English Abstract
Abstract :
The Road Traffic Accidents is one of the main causes that contribute to increase the
death rate worldwide. So, many countries including the Kingdom of Bahrain are
cooperating to reduce accidents as much as possible. In recent years, the machine learning
approach has been used noticeably in many fields such as medicine, economics, education,
biology, and transportation. In this study, many classifiers, namely KNN, SVM, DT, RF,
and NB have been investigated for their high performance in previous studies to predict
the severity of RTAs based on several factors such as accident date, weather, and road
type by choosing appropriate parameters for each model.

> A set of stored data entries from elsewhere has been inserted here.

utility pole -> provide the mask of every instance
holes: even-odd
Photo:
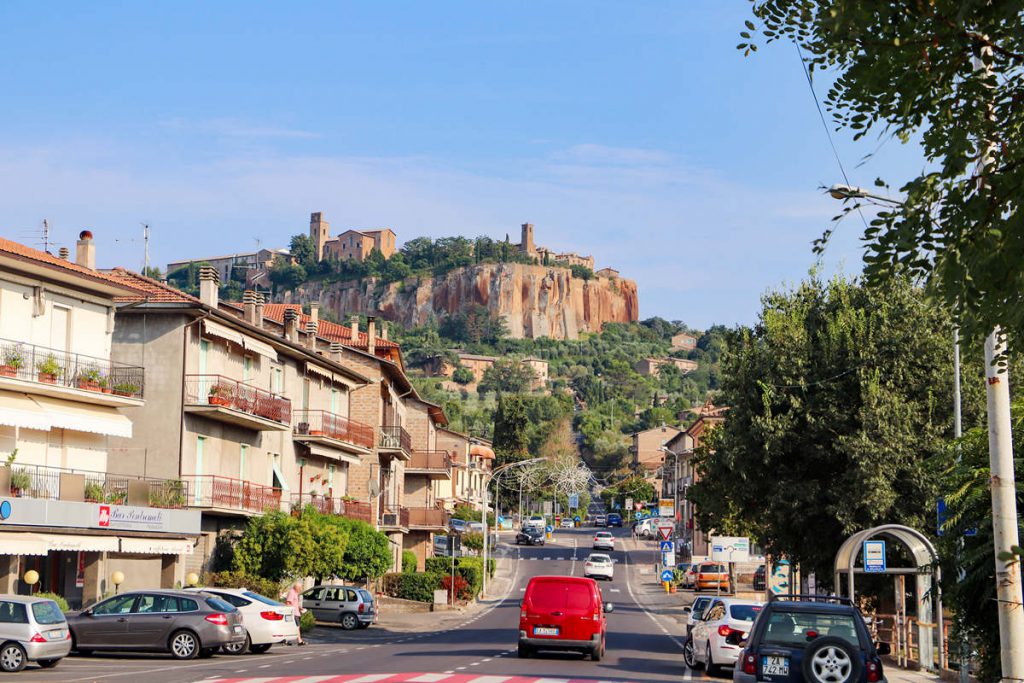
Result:
[[[149,223],[142,224],[142,274],[149,277]]]

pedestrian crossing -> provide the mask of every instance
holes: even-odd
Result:
[[[342,674],[339,676],[269,676],[260,678],[207,678],[203,683],[611,683],[588,678],[537,676],[482,676],[478,674]],[[616,683],[622,683],[617,681]]]

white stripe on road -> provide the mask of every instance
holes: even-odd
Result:
[[[300,678],[297,681],[292,681],[292,683],[321,683],[321,681],[329,681],[332,678],[337,678],[337,676],[306,676],[305,678]],[[249,682],[246,681],[246,683]]]
[[[436,683],[448,678],[448,674],[423,674],[416,678],[410,678],[409,683]]]
[[[512,678],[511,676],[477,676],[467,683],[502,683]]]
[[[353,678],[350,681],[346,681],[346,683],[374,683],[374,681],[391,678],[394,675],[395,674],[367,674],[365,676],[360,676],[359,678]]]

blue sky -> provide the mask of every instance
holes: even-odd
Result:
[[[101,266],[337,233],[537,241],[637,280],[641,316],[750,323],[815,263],[840,180],[791,45],[746,0],[0,4],[0,225]],[[824,92],[824,84],[819,87]],[[836,135],[855,184],[914,150]],[[824,259],[859,272],[860,226]]]

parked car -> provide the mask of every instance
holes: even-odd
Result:
[[[53,600],[0,595],[0,671],[15,673],[34,662],[57,666],[71,652],[71,632]]]
[[[603,513],[594,515],[594,526],[608,526],[608,515]]]
[[[563,529],[571,529],[576,526],[576,523],[572,521],[572,517],[562,517],[562,521],[558,523]]]
[[[544,545],[544,530],[528,526],[516,534],[516,545]]]
[[[469,530],[469,522],[464,519],[455,519],[454,517],[448,520],[448,526],[457,534],[464,534]]]
[[[691,669],[705,668],[711,675],[723,666],[734,666],[740,641],[761,611],[761,602],[736,598],[715,598],[696,620],[683,647],[683,659]]]
[[[757,565],[757,569],[754,570],[754,590],[763,591],[765,589],[765,566],[763,564]]]
[[[367,628],[377,620],[377,605],[365,588],[329,584],[313,586],[302,594],[302,606],[317,621],[334,621],[346,631]]]
[[[693,587],[696,591],[705,588],[720,590],[725,593],[729,591],[729,568],[717,562],[701,562],[697,566],[697,576],[694,579]]]
[[[693,601],[693,604],[684,607],[683,613],[686,614],[686,637],[689,638],[693,632],[693,625],[704,616],[704,613],[708,611],[708,607],[711,605],[711,601],[714,598],[710,598],[705,595],[698,595]]]
[[[524,529],[533,528],[533,529],[540,529],[540,530],[543,531],[544,529],[547,528],[547,526],[548,526],[548,521],[546,519],[544,519],[543,517],[541,517],[540,515],[530,515],[529,519],[527,519],[525,522],[523,522],[523,528]]]
[[[605,652],[605,615],[613,609],[602,601],[593,579],[535,576],[526,586],[519,612],[519,656],[568,650],[599,661]]]
[[[122,593],[68,614],[68,625],[72,647],[83,655],[93,650],[152,650],[193,659],[245,641],[237,609],[216,596],[187,591]]]
[[[583,563],[583,576],[591,579],[602,578],[611,581],[615,578],[615,563],[609,555],[590,553],[587,556],[586,562]]]
[[[849,598],[771,596],[733,671],[734,683],[885,683],[875,643]]]
[[[693,563],[690,568],[686,570],[686,576],[683,577],[684,588],[697,588],[697,570],[700,568],[699,563]]]
[[[679,580],[679,585],[682,588],[689,588],[690,587],[687,584],[687,579],[688,579],[688,575],[690,573],[690,567],[692,567],[692,566],[693,566],[692,562],[680,562],[679,564],[676,565],[676,571],[679,572],[680,577],[681,577],[680,580]]]
[[[611,512],[608,514],[608,526],[617,526],[622,528],[622,515],[617,512]]]
[[[228,643],[223,647],[230,655],[246,650],[262,654],[275,643],[291,644],[299,640],[299,623],[292,608],[265,595],[245,588],[186,588],[189,592],[215,595],[231,604],[242,615],[245,640]]]
[[[598,531],[594,534],[594,550],[615,550],[615,537],[610,531]]]

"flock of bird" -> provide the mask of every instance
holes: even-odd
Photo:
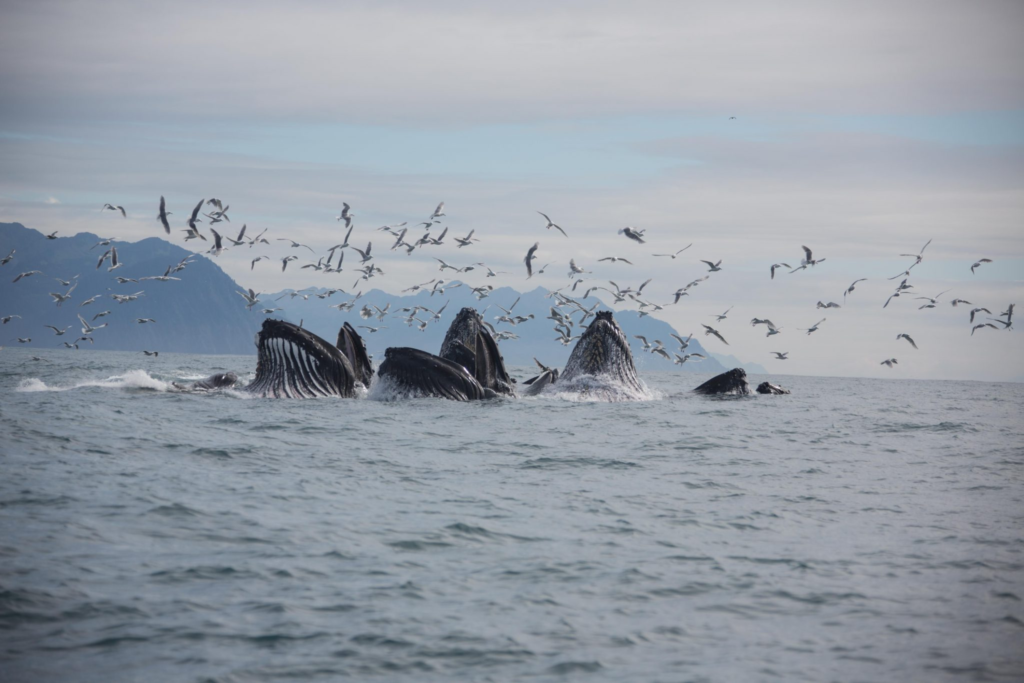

Five real datasets were collected by the statistic section at the general directorate of
traffic in the Kingdom of Bahrain. Each dataset refers to a specific year from 2018 to
2022. In addition, After the preparation process with data cleaning, data structuring, and
feature engineering, the datasets under investigation combined into 5191 injuries caused
by RTAs.
The comparison between mentioned classifiers is done by using several evaluation
methods which are accuracy, F-measure, recall, precision, and AUC. Interestingly, the
classes of the target attribute were imbalanced. For that, the researcher used the
imbalanced dataset with over-sampling and under-sampling methods to evaluate the
performance of models in these cases.
The results of this study were satisfactory. The best classifier with all evaluation
methods was achieved with the RF algorithm of 85% for all criteria by using the over-
sampling method. Meanwhile, the worst classifier is the NB when the dataset used was
imbalanced with a precision of 63%, recall of 10%, F-measure of 10%, and accuracy of
10%. Also, through building all models the class fatal has the highest AUC compared to
other classes. It is observed that the over-sampling method outperformed other methods
with most models. In addition, the most important features that affect the RTAs are cause
type and accident day of week, the least important features with significant differences
are road condition and road surface. The results of the research are promising and are
expected to be applied by the Bahraini General Directorate of Traffic.